Ainsi, rester fidèle au Manifeste, c’est travailler à reconstruire, indépendamment des forces euro-réformistes affiliées au PGE, et par son entremise, à la « construction » européenne, une organisation de combat pour notre temps, un Parti franchement communiste ancré dans un Mouvement communiste international marxiste, léniniste et révolutionnaire.
[1] A la demande de la Ligue des Justes, devenue Ligue des communistes sur proposition de Marx et d’Engels.
[2] Au rebours de ce qui se passe dans toute société capitaliste, où la minorité bourgeoise détient à compte privé ou au moyen de l’Etat bourgeois les moyens de domination matériels et spirituels.
[3] Contrairement par ex. à la plèbe romaine ou à la bourgeoisie d’ancien régime…
[4] Le communisme est donc un humanisme véritable, et non pas hypocrite comme c’est le cas de la bourgeoisie qui déguise son égoïsme de classe en « valeurs universelles de l’homme », pour parler comme cet extraordinaire bateleur théorique que fut M.S. Gorbatchev…

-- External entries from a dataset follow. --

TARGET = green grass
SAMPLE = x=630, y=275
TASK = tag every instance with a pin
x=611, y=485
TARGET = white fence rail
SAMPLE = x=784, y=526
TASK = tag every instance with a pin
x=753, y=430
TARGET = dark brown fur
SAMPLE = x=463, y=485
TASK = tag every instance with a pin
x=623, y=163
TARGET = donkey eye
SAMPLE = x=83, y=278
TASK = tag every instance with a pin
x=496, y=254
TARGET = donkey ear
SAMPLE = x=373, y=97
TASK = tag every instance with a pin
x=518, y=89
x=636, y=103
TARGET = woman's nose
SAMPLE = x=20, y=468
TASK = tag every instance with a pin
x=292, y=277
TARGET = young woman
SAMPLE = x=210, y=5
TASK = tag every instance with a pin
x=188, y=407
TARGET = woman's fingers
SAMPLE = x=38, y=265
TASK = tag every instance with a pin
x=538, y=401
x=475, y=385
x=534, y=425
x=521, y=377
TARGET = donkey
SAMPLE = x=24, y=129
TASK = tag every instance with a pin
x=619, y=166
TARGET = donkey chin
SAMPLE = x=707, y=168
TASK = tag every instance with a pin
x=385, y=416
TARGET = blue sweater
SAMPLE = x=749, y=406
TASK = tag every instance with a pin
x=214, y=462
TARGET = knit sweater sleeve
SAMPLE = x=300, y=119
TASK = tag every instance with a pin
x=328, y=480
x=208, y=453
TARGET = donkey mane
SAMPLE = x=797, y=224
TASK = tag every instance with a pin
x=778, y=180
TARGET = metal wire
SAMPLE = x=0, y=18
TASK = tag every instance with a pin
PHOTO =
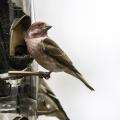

[5] Voir aussi bien entendu les célèbres Thèses d’avril 1917.
[6] Au 19ème siècle, le tsar russe, les Habsburg, mais aussi le pouvoir transnational de la Papauté, etc.
[7] De même qu’aujourd’hui, le PRCF refuse et refusera toujours de se fondre dans un « front patriotique » sans rivage qui ignorerait les dimensions antifasciste, sociale, progressiste, démocratique, féministe, pacifique et écologique du combat.
[8] Telle est la base de l’opportunisme réformiste, voire « contre-réformiste » dans les conditions actuelles, au sein du mouvement ouvrier, et aujourd’hui, de l’attachement social-impérialiste des forces (contre-) réformistes au mythe de l’ « Europe sociale ».
[9] Car on peut être prolétaire sans être ouvrier si l’on ne possède pas ses moyens de production, si l’on est contraint pour gagner sa vie de vendre au capitaliste sa force de travail manuelle ou intellectuelle, et si l’on est susceptible de produire par son travail une valeur supérieure à ce qu’a coûté l’achat de sa force de travail par le capitaliste. Ainsi pour Marx est prolétaire celui qui « est délié de tout, sauf du besoin ». Bref, si l’on sait distinguer l’essence de la forme, et plus encore, de l’apparence, l’ubérisation n’est pas « dé-prolétarisation » mais hyper-prolétarisation, voire Macro(n)-prolétarisation…
[10] Républiques soviétiques de la Baltique, Tchécoslovaquie, Yougoslavie, sans oublier les tensions euro-séparatistes qui tendent à disloquer la Belgique, l’Italie, l’Espagne, voire la France « une et indivisible »…
[11] Cf Gastaud, Mondialisation capitaliste et projet communiste, Temps des cerises, 1997, partie III intitulée Matérialisme et universalisme.
[12] … chez lesquels on trouve de fulgurantes anticipations de l’antagonisme à venir entre bourgeois et « peuple ».
[13] Abandons successifs des références statutaires à la dictature du prolétariat, 1976, au marxisme-léninisme et à l’internationalisme prolétarien, 1979, au socialisme, à la classe ouvrière et au centralisme démocratique, 1994 ; sans parler du ralliement au réformisme via les thèmes utopistes du « socialisme autogestionnaire au pas à pas », des « nouveaux critères de gestion » dans le cadre de la propriété capitaliste, de l’acceptation de principe de la « construction » européenne, du ralliement à l’antisoviétisme et à l’anti-léninisme le plus échevelé, de l’adhésion du PCF au PGE financé par Bruxelles…
[14] Ce n’est pas là un reproche mais un fait.
[15] Qui se tint en décembre 1920 et déboucha sur l’affiliation du PS français à l’Internationale communiste.
[16] Il ne pouvait en être autrement tant que le prolétariat industriel n’était pas puissamment développé par l’essor même du capitalisme.
[18] Expression utilisée par Marx pour pointer l’incapacité de la Commune à rallier la paysannerie française contre Versailles.